Browser Use
Dex can interact with the browser directly, from simple tab management to full point-and-click automation via Chrome DevTools Protocol.
Overview
Dex has two layers of browser interaction. Basic tools handle common operations like opening URLs and reading page content. Full browser use mode enables point-and-click automation for anything that doesn't have a dedicated integration.
Basic Browser Tools
Always available during chat:
- Read page content: extract text or capture a screenshot from any tab.
- Navigate: open URLs in new tabs or batch-open multiple links, optionally in tab groups.
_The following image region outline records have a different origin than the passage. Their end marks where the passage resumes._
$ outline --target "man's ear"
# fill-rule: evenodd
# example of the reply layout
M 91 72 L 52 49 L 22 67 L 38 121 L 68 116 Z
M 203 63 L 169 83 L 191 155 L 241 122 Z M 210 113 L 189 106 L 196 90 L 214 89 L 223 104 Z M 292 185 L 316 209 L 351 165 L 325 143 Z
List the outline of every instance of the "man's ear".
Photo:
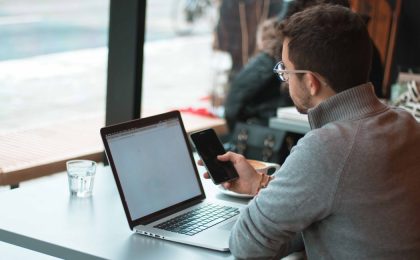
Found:
M 315 77 L 312 73 L 307 73 L 307 86 L 309 88 L 309 93 L 311 96 L 316 96 L 321 91 L 322 83 L 319 81 L 317 77 Z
- Search history: search your browsing history with queries and time filters.
- Tab management: focus, close, group, and ungroup tabs.
Full Browser Use
When Dex needs to interact with a page that doesn't have an API integration, it enters browser use mode, a dedicated environment powered by Chrome DevTools Protocol (CDP).
In this mode, Dex can:
- Click: left, right, double, triple, and middle click at specific coordinates or on identified elements.
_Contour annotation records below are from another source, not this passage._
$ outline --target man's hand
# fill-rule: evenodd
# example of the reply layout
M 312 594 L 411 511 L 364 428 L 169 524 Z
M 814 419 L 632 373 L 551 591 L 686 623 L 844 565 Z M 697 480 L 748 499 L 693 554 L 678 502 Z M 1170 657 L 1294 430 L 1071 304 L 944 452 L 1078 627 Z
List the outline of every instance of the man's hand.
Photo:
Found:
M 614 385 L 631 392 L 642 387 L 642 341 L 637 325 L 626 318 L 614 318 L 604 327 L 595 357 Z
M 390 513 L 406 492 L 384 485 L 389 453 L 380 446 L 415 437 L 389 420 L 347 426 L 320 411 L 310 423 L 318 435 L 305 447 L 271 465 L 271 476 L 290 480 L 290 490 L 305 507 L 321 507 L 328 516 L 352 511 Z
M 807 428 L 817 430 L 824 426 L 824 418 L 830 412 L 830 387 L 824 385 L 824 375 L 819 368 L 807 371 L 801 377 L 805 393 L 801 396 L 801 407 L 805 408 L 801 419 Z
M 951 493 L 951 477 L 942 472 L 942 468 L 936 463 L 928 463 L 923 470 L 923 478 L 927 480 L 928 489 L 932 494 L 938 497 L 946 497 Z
- Type: enter text into any focused input field.
- Scroll: scroll in any direction or scroll specific elements into view.
- Take screenshots: capture the page state to decide next actions.
- Keyboard shortcuts: press key combinations (Ctrl+A, Cmd+C, etc.).
- Drag and drop: move elements between positions.
- Navigate: go to URLs within the browser use session.
Browser use operates within a dedicated Chrome tab group. After every action, Dex captures a fresh screenshot to assess the result before deciding the next step.
When To Use
Dex prefers integrations over browser clicking whenever possible, they're faster and more reliable. Browser use mode kicks in when:
- The target app doesn't have a Dex integration (e.g., a custom internal tool).
- The task requires visual interaction (e.g., filling a form, clicking through a multi-step flow).
- You explicitly ask Dex to interact with a page.